Abrandamento da televisão trava subida do investimento

Por a 21 de Janeiro de 2019

televisãoUm início de ano auspicioso fazia prever um crescimento significativo em 2018. Contudo, após um primeiro semestre em que chegou a subir seis por cento, o investimento publicitário teve uma travagem e terá ficado pelos três por cento. O abrandamento da televisão terá sido um dos motivos e, com a questão da mediação de audiências pendente, paira uma incógnita sobre 2019

O comportamento do investimento publicitário nos últimos dois anos aconselha cautela e optimismo moderado nas previsões à entrada neste novo ano. Tal como já havia acontecido em 2017, o ano de 2018 arrancou com uma evolução muito positiva, tendo chegado ao final do primeiro semestre a crescer próximo dos seis por cento, mas o investimento acabaria por desacelerar na segunda metade, encerrando com valores bem mais modestos. “Embora os números finais do investimento de mercado em 2018 ainda não tenham sido apurados oficialmente, tudo aponta para um crescimento de 2,5 a três por cento”, indica Francisco Teixeira, managing director da Initiative, admitindo que “no início do ano a expectativa era que existisse um aumento mais forte do que aquele que se registou”. “O primeiro semestre mostrou indicadores muito positivos que gradualmente se foram atenuando ao longo do ano”, explica o responsável da principal agência de meios do grupo IPG Mediabrands.
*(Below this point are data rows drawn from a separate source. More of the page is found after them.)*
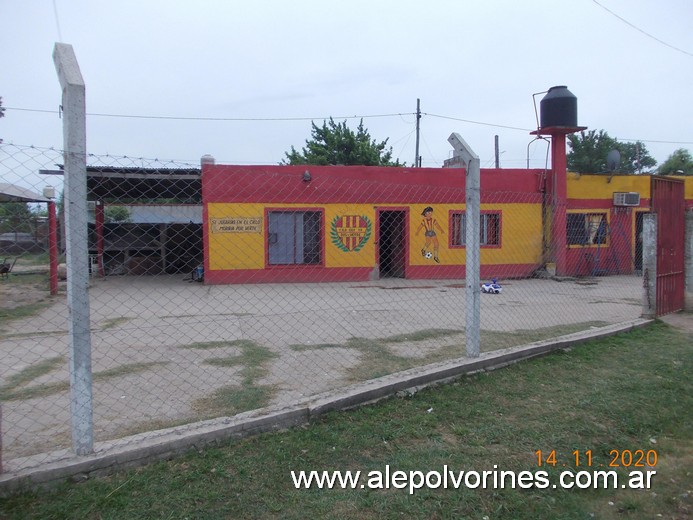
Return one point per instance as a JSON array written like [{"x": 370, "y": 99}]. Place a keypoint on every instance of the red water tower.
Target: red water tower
[{"x": 558, "y": 118}]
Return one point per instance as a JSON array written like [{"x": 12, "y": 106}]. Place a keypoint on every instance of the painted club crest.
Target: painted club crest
[{"x": 350, "y": 232}]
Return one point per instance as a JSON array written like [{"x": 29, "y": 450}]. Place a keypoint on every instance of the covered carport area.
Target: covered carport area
[{"x": 10, "y": 193}]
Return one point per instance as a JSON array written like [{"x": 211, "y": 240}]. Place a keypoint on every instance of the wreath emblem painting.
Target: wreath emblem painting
[{"x": 350, "y": 232}]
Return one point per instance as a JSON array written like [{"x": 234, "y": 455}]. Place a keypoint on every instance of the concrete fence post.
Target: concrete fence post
[
  {"x": 77, "y": 251},
  {"x": 472, "y": 243},
  {"x": 688, "y": 262},
  {"x": 649, "y": 266}
]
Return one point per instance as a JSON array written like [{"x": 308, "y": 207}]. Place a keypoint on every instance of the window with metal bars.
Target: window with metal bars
[
  {"x": 294, "y": 237},
  {"x": 489, "y": 229}
]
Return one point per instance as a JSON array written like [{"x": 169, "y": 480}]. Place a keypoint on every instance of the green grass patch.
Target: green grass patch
[
  {"x": 114, "y": 322},
  {"x": 29, "y": 374},
  {"x": 629, "y": 391},
  {"x": 22, "y": 311},
  {"x": 249, "y": 395},
  {"x": 206, "y": 345},
  {"x": 17, "y": 393}
]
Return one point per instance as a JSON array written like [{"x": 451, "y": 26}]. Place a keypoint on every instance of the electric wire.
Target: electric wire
[
  {"x": 285, "y": 119},
  {"x": 641, "y": 31}
]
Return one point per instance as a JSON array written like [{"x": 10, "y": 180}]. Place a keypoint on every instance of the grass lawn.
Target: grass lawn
[{"x": 626, "y": 393}]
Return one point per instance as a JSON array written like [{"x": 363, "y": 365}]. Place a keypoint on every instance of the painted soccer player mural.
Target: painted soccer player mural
[{"x": 429, "y": 225}]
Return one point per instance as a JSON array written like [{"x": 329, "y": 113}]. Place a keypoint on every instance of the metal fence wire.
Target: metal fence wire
[{"x": 172, "y": 345}]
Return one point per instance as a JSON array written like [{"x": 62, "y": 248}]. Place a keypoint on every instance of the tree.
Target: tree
[
  {"x": 678, "y": 163},
  {"x": 336, "y": 143},
  {"x": 588, "y": 152}
]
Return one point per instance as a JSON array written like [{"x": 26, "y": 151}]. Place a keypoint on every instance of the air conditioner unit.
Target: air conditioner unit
[{"x": 626, "y": 198}]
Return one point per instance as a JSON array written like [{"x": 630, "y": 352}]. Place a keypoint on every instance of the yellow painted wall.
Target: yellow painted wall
[{"x": 520, "y": 235}]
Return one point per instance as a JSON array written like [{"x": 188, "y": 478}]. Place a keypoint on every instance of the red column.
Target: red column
[
  {"x": 53, "y": 247},
  {"x": 559, "y": 198}
]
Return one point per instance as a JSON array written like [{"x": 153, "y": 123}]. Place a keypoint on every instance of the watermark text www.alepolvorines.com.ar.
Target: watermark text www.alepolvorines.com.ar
[{"x": 447, "y": 478}]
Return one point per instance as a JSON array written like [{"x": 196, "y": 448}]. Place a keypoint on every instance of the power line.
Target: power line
[
  {"x": 640, "y": 30},
  {"x": 285, "y": 119},
  {"x": 240, "y": 119},
  {"x": 479, "y": 122}
]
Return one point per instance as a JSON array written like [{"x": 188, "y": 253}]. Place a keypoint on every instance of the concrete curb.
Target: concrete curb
[{"x": 49, "y": 469}]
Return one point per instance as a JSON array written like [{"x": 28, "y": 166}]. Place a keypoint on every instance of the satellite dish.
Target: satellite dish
[{"x": 613, "y": 160}]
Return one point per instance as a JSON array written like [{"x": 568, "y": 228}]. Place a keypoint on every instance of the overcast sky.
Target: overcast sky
[{"x": 263, "y": 69}]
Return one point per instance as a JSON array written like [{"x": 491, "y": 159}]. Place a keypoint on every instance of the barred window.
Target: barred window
[
  {"x": 489, "y": 229},
  {"x": 295, "y": 237},
  {"x": 586, "y": 228}
]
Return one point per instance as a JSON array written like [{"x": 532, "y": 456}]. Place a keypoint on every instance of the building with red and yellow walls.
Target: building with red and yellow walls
[{"x": 358, "y": 223}]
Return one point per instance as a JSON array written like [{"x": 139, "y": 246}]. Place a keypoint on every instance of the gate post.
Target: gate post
[
  {"x": 649, "y": 265},
  {"x": 76, "y": 235},
  {"x": 688, "y": 262}
]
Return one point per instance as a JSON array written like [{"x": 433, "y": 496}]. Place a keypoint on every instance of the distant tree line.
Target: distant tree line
[{"x": 589, "y": 150}]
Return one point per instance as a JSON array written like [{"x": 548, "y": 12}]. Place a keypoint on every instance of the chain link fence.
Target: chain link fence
[{"x": 171, "y": 344}]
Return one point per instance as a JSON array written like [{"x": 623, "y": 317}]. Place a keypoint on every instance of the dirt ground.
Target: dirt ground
[
  {"x": 13, "y": 295},
  {"x": 165, "y": 343}
]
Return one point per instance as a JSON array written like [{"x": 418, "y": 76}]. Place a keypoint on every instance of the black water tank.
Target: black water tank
[{"x": 558, "y": 108}]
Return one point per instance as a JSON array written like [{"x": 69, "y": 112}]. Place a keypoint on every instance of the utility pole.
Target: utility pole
[{"x": 417, "y": 159}]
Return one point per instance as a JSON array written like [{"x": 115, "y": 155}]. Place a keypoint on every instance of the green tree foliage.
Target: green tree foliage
[
  {"x": 588, "y": 152},
  {"x": 335, "y": 143},
  {"x": 679, "y": 161}
]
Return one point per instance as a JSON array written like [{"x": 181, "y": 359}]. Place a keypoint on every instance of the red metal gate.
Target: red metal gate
[{"x": 668, "y": 201}]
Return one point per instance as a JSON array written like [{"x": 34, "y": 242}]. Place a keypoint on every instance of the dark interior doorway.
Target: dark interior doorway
[
  {"x": 392, "y": 243},
  {"x": 638, "y": 242}
]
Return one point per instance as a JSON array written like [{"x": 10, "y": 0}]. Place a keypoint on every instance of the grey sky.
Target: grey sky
[{"x": 266, "y": 61}]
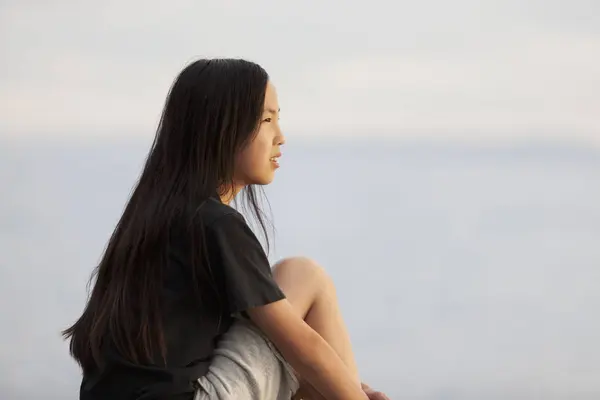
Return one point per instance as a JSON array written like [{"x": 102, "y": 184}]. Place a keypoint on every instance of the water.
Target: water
[{"x": 463, "y": 272}]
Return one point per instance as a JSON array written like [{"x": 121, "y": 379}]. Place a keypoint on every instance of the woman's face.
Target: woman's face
[{"x": 257, "y": 163}]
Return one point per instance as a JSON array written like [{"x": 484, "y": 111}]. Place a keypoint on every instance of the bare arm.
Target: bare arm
[{"x": 307, "y": 352}]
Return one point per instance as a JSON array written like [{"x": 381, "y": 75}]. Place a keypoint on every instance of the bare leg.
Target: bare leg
[{"x": 312, "y": 294}]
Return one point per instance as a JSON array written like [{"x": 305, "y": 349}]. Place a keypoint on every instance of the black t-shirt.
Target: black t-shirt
[{"x": 193, "y": 328}]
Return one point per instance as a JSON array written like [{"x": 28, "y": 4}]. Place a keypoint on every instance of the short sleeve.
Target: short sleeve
[{"x": 248, "y": 280}]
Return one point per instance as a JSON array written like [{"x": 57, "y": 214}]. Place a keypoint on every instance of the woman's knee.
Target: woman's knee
[
  {"x": 302, "y": 279},
  {"x": 300, "y": 270}
]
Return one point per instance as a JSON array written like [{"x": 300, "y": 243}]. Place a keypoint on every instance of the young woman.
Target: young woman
[{"x": 185, "y": 304}]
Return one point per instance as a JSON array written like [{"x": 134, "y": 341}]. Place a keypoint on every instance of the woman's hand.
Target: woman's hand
[{"x": 372, "y": 393}]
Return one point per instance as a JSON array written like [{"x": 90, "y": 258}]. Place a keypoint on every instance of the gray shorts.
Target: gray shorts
[{"x": 246, "y": 365}]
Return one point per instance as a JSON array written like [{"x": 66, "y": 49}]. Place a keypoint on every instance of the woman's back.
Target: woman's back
[{"x": 195, "y": 312}]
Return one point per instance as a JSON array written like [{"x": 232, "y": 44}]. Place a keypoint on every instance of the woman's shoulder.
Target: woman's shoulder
[{"x": 213, "y": 212}]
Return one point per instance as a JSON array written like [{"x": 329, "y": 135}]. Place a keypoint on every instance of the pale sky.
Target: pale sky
[{"x": 471, "y": 70}]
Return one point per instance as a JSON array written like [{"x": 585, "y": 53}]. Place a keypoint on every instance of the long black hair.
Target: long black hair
[{"x": 212, "y": 111}]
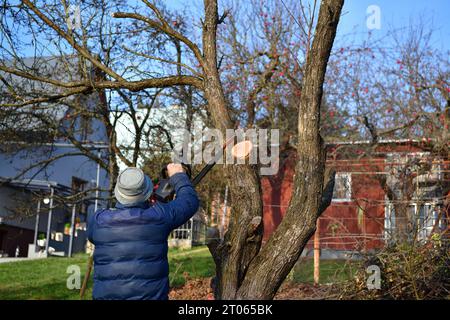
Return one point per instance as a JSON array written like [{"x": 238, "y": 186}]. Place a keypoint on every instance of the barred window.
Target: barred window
[{"x": 342, "y": 187}]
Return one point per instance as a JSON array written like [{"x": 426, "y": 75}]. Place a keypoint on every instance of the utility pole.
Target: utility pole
[
  {"x": 224, "y": 213},
  {"x": 72, "y": 230},
  {"x": 36, "y": 226},
  {"x": 49, "y": 222}
]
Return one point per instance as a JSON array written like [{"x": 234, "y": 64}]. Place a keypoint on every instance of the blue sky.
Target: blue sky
[{"x": 395, "y": 14}]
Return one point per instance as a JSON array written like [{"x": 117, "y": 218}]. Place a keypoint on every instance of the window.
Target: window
[{"x": 342, "y": 187}]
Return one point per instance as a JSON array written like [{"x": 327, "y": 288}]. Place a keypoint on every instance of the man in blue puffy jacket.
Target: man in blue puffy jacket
[{"x": 130, "y": 258}]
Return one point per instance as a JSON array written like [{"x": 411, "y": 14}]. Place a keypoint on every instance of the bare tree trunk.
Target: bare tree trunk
[
  {"x": 243, "y": 239},
  {"x": 271, "y": 266}
]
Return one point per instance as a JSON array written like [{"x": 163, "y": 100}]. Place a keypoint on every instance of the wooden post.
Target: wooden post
[{"x": 317, "y": 253}]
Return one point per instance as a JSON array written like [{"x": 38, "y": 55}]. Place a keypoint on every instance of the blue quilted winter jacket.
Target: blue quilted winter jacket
[{"x": 130, "y": 258}]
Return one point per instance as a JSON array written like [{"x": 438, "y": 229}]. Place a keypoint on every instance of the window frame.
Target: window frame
[{"x": 349, "y": 190}]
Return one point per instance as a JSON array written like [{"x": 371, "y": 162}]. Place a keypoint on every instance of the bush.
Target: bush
[{"x": 408, "y": 271}]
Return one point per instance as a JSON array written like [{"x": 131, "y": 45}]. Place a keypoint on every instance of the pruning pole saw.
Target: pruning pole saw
[{"x": 164, "y": 191}]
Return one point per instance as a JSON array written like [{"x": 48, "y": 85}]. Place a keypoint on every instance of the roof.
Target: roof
[{"x": 35, "y": 185}]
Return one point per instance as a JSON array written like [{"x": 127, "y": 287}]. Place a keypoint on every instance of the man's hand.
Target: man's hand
[{"x": 173, "y": 168}]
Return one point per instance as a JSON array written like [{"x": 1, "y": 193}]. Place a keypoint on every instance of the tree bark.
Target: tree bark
[
  {"x": 243, "y": 238},
  {"x": 271, "y": 266}
]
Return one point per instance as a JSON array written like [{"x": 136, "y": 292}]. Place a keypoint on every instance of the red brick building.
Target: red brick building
[{"x": 361, "y": 215}]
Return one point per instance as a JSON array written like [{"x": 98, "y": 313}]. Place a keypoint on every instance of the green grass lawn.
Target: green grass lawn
[{"x": 46, "y": 278}]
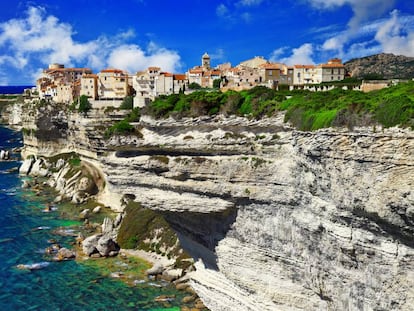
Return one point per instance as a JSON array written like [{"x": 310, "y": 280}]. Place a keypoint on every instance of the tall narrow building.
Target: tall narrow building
[{"x": 205, "y": 61}]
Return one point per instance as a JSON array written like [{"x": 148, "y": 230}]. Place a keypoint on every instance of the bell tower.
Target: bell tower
[{"x": 205, "y": 61}]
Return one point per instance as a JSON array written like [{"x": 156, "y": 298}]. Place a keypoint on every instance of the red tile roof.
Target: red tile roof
[
  {"x": 112, "y": 70},
  {"x": 180, "y": 76}
]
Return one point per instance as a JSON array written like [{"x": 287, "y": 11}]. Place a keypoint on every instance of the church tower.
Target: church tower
[{"x": 205, "y": 61}]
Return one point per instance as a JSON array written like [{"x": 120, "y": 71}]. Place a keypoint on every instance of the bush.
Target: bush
[
  {"x": 83, "y": 104},
  {"x": 121, "y": 127},
  {"x": 194, "y": 86},
  {"x": 127, "y": 103}
]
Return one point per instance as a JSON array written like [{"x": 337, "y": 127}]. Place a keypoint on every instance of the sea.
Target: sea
[
  {"x": 26, "y": 231},
  {"x": 14, "y": 89}
]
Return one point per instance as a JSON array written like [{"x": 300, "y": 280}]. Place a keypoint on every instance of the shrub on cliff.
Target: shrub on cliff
[
  {"x": 127, "y": 103},
  {"x": 141, "y": 226},
  {"x": 84, "y": 104},
  {"x": 120, "y": 128}
]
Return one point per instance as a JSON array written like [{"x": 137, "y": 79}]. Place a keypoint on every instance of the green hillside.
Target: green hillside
[{"x": 304, "y": 109}]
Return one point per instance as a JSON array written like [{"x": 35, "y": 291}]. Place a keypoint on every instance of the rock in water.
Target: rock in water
[
  {"x": 64, "y": 254},
  {"x": 106, "y": 246},
  {"x": 157, "y": 268},
  {"x": 89, "y": 244},
  {"x": 26, "y": 166}
]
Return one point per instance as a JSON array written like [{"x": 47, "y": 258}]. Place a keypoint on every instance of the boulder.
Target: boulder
[
  {"x": 26, "y": 166},
  {"x": 38, "y": 169},
  {"x": 85, "y": 213},
  {"x": 172, "y": 274},
  {"x": 89, "y": 244},
  {"x": 64, "y": 254},
  {"x": 97, "y": 210},
  {"x": 60, "y": 163},
  {"x": 79, "y": 197},
  {"x": 107, "y": 226},
  {"x": 157, "y": 268},
  {"x": 26, "y": 184},
  {"x": 106, "y": 246},
  {"x": 84, "y": 184}
]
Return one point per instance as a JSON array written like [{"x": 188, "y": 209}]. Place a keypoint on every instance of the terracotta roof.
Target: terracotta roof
[
  {"x": 180, "y": 76},
  {"x": 67, "y": 70},
  {"x": 112, "y": 70},
  {"x": 332, "y": 65},
  {"x": 196, "y": 71},
  {"x": 270, "y": 66}
]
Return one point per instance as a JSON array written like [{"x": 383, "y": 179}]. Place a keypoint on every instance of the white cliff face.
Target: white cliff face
[
  {"x": 322, "y": 221},
  {"x": 276, "y": 219}
]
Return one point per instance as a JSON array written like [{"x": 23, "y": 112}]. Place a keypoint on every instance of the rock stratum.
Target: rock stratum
[{"x": 276, "y": 219}]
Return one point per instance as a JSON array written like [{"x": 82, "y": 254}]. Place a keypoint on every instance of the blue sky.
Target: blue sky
[{"x": 134, "y": 34}]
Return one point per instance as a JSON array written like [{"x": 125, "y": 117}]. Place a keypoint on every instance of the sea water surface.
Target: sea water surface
[{"x": 25, "y": 232}]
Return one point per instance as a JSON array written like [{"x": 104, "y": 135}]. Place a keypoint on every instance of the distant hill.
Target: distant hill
[{"x": 386, "y": 66}]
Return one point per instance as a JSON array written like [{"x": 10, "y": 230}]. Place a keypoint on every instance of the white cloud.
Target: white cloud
[
  {"x": 249, "y": 2},
  {"x": 393, "y": 38},
  {"x": 41, "y": 39},
  {"x": 300, "y": 55},
  {"x": 363, "y": 9},
  {"x": 237, "y": 11},
  {"x": 277, "y": 54},
  {"x": 222, "y": 10},
  {"x": 132, "y": 58},
  {"x": 219, "y": 54}
]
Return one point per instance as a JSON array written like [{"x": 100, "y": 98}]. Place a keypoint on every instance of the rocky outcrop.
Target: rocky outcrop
[
  {"x": 385, "y": 65},
  {"x": 103, "y": 244},
  {"x": 276, "y": 219},
  {"x": 280, "y": 219}
]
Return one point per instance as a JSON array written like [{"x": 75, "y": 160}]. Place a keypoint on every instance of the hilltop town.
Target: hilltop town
[{"x": 63, "y": 85}]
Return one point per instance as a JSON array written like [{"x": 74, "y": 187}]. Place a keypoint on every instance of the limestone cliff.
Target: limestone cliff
[{"x": 277, "y": 219}]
“De acordo com a nossa última previsão, o investimento publicitário em 2018 regista um crescimento muito próximo dos três por cento, um valor que, apesar de positivo, acaba por ficar abaixo do que se chegou a prever tendo em conta o forte crescimento registado durante a primeira metade do ano”, refere igualmente Rodrigo Albuquerque, director executivo da Arena Media, “partilhando a mesma análise relativamente ao comportamento do investimento ao longo de 2018: “O ano iniciou-se com um primeiro trimestre bastante optimista, onde o mercado cresceu acima dos quatro por cento. No segundo trimestre, o ritmo de crescimento acelerou ainda mais, muito potenciado pelas campanhas sazonais associadas ao Mundial de Futebol e aos festivais de Verão, tendo o investimento chegado a atingir um crescimento acima dos seis por cento.” No entanto, explica o responsável da agência de meios do grupo Havas, “o mercado acabaria por desacelerar de forma progressiva nos dois últimos trimestres, terminando o ano com um crescimento mais modesto na casa dos três por cento”.

“Após um crescimento a rondar os seis por cento, o Verão foi marcado por uma desaceleração, registando uma descida de investimento em todos os meios, com excepção do digital e exterior”, detalha ainda Ana Azevedo. Ainda assim, a chief media officer da Zenith, do grupo Publicis, ressalva que “no último trimestre do ano, o investimento recuperou, devendo o ano terminar em crescimento, ainda que abaixo da maior parte das estimativas”. “Estimamos que o mercado publicitário termine 2018 com um crescimento entre três e 3,5 por cento”.

Certo é que, mesmo com esta ligeira recuperação na recta final do ano e sem os números de Dezembro para o fecho oficial de contas, os indicadores disponíveis “apontam para um crescimento real muito pequeno, com um abrandamento no segundo semestre”, reconhece também Manuel Falcão. “Nota-se claramente uma desaceleração na televisão, quer nos canais generalistas quer no cabo”, adianta o director-geral da Nova Expressão, deixando antever aquela que será uma das maiores incógnitas ao nível das previsões para 2019, sobretudo na sequência do processo desencadeado unilateralmente pelos três canais de televisão generalistas no sentido de rever a medição de audiências. Analisando a performance de cada meio, Manuel Falcão refere que “a rádio teve um comportamento de crescimento quase nulo e a surpresa veio do outdoor, que foi o meio que mais cresceu, juntamente com o digital”, enquanto “os jornais e revistas continuam a cair e neste momento têm já menos share de investimento do que a rádio”. “Isto reflecte, por um lado, o desgaste dos modelos tradicionais, o desgaste relativo das audiências de televisão e a tentativa de as marcas encontrarem novos espaços de afirmação”, considera.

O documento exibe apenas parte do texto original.